Jan D. Hembree PhD Clinical Psychologist

letter from a parent about alienation

Thanks again.  
           The judge's thinking was very close to what I thought it was and he is a very fair man - as
           all of our judges have been.
             I think it is probably relatively rare to raise to Mary's level, but the lack of consideration
            for "alienation" as abuse in our case is a problem.    Education should be a high
            priority for legal professionals and the law should be smartly changed to deal with
            this.  The fact that "alienation" can rise to the level of child abuse should be motivation
            for courts to discourage it quicker and stronger when there are signs.    The book
            "Divorce Poison" fits Mary like a glove  and think temporary changes in custody in early 2009
            might have produced a better result for my sons.  The temporary change would have either
             woke up Mary and John or the boys would have recovered somewhat and then the
             whole 180 degree behavior thing (Oklahoma vs. Virginia) would have been relatively obvious.
           
   The bigger thing that should change is that cases like ours should be treated less like
    a legal problem and more like a family health problem.  There probably would still be a role for judge/lawyer
    kinds of people for decision making and arbitration, but "continuity of care" like there is in the medical profession
   is important so that better decisions can be made quicker.  Again, Judge P would have never transferred jurisdiction
   like Judge D did and she wouldn't
    have made the decisions Judge M made because she understood who Mary was.

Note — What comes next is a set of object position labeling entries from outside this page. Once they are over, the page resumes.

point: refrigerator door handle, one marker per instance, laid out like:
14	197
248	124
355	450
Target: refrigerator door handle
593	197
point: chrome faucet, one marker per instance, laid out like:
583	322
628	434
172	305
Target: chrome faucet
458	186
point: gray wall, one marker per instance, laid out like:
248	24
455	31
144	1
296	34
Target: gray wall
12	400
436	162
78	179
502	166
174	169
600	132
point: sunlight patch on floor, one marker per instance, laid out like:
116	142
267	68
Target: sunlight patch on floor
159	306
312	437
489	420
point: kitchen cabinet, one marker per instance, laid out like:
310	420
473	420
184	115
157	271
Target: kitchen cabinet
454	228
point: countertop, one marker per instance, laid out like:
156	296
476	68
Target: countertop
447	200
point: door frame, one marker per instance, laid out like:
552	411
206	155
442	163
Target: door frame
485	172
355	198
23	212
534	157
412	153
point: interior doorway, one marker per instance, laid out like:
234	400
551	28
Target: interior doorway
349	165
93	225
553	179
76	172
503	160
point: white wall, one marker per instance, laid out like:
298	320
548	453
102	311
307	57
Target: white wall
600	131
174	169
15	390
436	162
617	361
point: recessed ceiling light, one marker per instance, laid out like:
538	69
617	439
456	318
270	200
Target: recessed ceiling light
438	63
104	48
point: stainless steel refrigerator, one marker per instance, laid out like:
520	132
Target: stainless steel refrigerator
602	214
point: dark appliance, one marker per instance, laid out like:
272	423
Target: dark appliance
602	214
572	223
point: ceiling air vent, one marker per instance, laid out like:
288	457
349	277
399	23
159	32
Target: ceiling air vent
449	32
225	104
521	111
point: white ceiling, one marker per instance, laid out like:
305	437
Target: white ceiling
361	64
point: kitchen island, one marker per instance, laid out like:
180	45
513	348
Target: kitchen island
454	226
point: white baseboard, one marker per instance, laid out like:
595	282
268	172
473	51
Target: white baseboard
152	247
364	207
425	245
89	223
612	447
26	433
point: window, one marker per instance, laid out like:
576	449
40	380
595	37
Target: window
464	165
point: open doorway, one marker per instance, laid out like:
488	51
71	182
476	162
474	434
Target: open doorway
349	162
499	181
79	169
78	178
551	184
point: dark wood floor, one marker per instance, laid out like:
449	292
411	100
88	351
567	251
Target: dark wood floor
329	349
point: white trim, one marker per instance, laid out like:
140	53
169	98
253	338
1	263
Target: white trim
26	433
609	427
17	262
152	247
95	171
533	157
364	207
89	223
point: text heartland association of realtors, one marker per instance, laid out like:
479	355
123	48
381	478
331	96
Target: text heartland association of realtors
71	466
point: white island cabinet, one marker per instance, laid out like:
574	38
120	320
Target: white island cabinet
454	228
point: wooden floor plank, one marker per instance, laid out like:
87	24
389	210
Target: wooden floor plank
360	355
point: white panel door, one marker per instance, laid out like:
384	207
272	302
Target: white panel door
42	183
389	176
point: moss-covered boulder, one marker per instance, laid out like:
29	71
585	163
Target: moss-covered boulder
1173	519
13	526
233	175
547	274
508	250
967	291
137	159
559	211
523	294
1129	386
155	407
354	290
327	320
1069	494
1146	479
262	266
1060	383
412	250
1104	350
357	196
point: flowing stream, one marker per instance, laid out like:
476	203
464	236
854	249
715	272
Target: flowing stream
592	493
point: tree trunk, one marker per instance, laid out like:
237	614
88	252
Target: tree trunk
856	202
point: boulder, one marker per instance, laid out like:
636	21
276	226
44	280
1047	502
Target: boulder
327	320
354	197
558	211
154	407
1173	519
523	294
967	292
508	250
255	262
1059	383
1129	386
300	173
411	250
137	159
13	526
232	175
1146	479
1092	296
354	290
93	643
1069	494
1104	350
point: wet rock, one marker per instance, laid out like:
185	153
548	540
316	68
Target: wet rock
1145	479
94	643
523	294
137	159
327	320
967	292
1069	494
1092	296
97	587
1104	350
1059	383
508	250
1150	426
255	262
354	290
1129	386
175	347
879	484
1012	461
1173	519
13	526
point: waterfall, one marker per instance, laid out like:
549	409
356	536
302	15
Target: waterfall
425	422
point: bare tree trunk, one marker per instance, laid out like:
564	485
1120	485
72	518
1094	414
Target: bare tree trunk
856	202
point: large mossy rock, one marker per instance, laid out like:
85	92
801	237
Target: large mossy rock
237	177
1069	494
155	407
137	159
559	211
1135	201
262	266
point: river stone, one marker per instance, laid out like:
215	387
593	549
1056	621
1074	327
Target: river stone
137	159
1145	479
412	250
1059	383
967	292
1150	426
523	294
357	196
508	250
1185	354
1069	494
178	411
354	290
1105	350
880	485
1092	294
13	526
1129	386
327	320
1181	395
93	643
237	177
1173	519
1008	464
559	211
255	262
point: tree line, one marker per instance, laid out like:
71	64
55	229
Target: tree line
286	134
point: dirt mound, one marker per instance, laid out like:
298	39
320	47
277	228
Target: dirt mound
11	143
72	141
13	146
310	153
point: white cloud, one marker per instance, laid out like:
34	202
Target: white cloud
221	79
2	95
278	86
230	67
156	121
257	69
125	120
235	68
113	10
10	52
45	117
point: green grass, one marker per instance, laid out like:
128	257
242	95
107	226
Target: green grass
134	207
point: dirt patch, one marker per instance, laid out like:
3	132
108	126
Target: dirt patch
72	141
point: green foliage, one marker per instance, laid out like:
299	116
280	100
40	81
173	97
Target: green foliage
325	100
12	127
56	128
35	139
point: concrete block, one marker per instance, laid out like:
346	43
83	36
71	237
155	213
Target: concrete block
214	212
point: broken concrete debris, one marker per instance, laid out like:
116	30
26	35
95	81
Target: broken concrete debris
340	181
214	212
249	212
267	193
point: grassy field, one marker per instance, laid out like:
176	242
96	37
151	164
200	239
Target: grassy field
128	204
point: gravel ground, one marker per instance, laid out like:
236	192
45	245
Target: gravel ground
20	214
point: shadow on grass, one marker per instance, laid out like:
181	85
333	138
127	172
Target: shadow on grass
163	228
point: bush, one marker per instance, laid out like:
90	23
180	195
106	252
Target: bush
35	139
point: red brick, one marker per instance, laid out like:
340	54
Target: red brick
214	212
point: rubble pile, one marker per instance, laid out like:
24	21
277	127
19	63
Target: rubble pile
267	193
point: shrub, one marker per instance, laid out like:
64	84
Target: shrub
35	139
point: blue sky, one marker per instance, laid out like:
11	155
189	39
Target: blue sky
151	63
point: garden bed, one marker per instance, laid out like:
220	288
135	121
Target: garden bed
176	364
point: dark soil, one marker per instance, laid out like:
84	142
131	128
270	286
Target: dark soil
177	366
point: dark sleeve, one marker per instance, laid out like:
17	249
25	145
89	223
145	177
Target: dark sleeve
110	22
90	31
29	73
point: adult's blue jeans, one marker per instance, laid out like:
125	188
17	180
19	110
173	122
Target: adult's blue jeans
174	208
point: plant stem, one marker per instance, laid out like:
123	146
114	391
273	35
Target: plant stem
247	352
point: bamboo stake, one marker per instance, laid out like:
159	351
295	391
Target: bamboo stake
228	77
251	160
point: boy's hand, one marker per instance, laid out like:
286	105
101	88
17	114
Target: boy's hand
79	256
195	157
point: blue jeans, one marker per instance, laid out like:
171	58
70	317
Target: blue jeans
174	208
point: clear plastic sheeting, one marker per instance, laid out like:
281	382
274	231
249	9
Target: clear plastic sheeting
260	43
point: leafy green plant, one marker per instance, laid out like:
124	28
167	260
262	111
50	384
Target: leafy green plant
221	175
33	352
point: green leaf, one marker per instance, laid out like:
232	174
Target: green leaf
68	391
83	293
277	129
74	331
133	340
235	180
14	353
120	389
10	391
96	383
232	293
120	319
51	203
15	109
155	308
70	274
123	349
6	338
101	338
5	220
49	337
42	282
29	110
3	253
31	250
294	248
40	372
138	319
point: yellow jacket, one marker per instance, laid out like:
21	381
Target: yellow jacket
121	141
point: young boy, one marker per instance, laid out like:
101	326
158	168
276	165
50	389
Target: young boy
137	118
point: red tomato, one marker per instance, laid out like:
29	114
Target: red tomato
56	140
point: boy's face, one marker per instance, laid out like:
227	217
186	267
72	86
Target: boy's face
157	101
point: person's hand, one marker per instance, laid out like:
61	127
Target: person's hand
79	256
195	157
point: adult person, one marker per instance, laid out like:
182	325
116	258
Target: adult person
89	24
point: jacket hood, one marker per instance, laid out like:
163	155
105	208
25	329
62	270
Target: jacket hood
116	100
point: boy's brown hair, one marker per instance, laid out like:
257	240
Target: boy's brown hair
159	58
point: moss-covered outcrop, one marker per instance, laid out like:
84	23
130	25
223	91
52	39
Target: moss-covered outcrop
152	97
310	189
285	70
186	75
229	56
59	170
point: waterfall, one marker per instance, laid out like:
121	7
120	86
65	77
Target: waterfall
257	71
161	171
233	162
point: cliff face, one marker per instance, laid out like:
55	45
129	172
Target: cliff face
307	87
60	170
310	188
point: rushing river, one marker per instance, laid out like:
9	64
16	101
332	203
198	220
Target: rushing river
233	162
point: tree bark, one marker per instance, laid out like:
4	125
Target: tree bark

    Judge M wouldn't have made Judge D's ruling at that time because he understood
    who Mary was.  
 
         This system is very similar to a patient having many Doctors that can't talk to each other ---
         There is no chance to come up with a good diagnosis quickly
         primarily because it is built to protect the rights of the parties instead of treat it as a family
         medical problem.    Information absolutely should be kept like Dr's notes and passes from
         decision maker to decision maker.   Deciding without understanding the history is ludicrous.
 
    The idea of having evidentiary rules for this kind of thing is absurd.   Evidentiary rules should be reserved
    for criminal and civil cases --- not family health issues.  The law should be written to quickly push this kind   
   of thing into a mediation/mental health kind of system quickly when it is obvious that the parties want to
   fight - especially in cases where children are involved.   The rule should be that all information will be considered.
    Lawyers and judges would still be very qualified to apply the information logically and correctly.   Just eliminate
   evidentiary rules that are designed to protect rights, but end up being used to keep the Dr. from making a quicker
   and better diagnosis.
 
note :  reprinted with permission from the parent.  names have been changed. text was not changed.